- Film poster
- Traditional Chinese: 傾城之淚
- Simplified Chinese: 倾城之泪
- Hanyu Pinyin: Qīngchéng Zhī Leì
- Directed by: Wong Chun-chun
- Written by: Lawrence Cheng Wong Chun-chun Silver Hau Skipper Cheng
- Produced by: Lawrence Cheng Daniel Feng Guang Yuan Fu Grace Song
- Starring: Zhou Dongyu Aarif Rahman Gigi Leung Richie Jen Joe Chen Shawn Dou
- Cinematography: Yu Jing-pin
- Edited by: Wong Hei Kwong Chi-leung
- Music by: Chiu Tsang-hei
- Production companies: Cayie Movie & Video Communication
- Distributed by: Fu Jian Heng ye Film Distribution
- Release date: 22 December 2011 (China);
- Running time: 111 minutes
- Country: China
- Language: Mandarin

= The Allure of Tears =

The Allure of Tears (倾城之泪) is a 2011 Chinese romance drama film co-written and directed by Wong Chun-chun and starring Zhou Dongyu, Aarif Rahman, Gigi Leung, Richie Jen, Joe Chen, and Shawn Dou.

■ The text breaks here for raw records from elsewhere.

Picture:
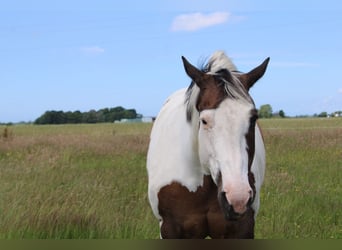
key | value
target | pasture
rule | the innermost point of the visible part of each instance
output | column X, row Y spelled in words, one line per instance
column 89, row 181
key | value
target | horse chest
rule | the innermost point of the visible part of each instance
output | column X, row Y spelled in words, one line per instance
column 187, row 214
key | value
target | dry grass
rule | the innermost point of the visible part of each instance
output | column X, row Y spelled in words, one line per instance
column 89, row 181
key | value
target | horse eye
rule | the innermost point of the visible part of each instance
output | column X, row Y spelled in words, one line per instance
column 253, row 120
column 204, row 122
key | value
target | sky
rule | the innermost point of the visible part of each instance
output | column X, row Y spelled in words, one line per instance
column 80, row 55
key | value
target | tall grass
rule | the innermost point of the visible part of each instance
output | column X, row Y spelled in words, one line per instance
column 89, row 181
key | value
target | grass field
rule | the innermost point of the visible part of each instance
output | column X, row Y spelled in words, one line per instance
column 89, row 181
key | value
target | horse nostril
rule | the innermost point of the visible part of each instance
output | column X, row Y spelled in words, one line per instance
column 250, row 200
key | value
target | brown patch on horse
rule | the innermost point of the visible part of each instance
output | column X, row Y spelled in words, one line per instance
column 250, row 140
column 198, row 214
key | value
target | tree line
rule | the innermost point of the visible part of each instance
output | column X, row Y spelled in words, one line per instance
column 92, row 116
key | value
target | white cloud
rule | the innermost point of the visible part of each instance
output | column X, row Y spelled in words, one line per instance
column 92, row 50
column 196, row 21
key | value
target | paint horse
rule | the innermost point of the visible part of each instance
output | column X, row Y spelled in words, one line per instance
column 206, row 157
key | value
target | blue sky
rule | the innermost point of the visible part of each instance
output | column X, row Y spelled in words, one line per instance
column 82, row 55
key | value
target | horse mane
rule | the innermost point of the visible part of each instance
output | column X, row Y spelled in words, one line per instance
column 218, row 63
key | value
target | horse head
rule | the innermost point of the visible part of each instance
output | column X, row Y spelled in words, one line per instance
column 227, row 116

The film consists of three love stories. The film premiered in China on December 22, 2011.

==Cast==
- Zhou Dongyu as Geilimei, a patient with a blood cancer.
- Aarif Rahman as You Le, a brain cancer patient and Fuerdai.
- Gigi Leung as Yang Lin, a violinist.
- Richie Jen as Ding Dake, Yang Lin's boyfriend.
- Joe Chen as Zhang Cai, Chen Sheng's girlfriend.
- Shawn Dou as Chen Sheng, a white-collar.

==Release==
The Allure of Tears was released on December 22, 2011, in mainland China, and on March 1, 2012, in Hong Kong.

==Reception==
The film was accused of plagiarizing the plot of several Korean films and duplicating the poster concept of the 2005 South Korean film Sad Movie.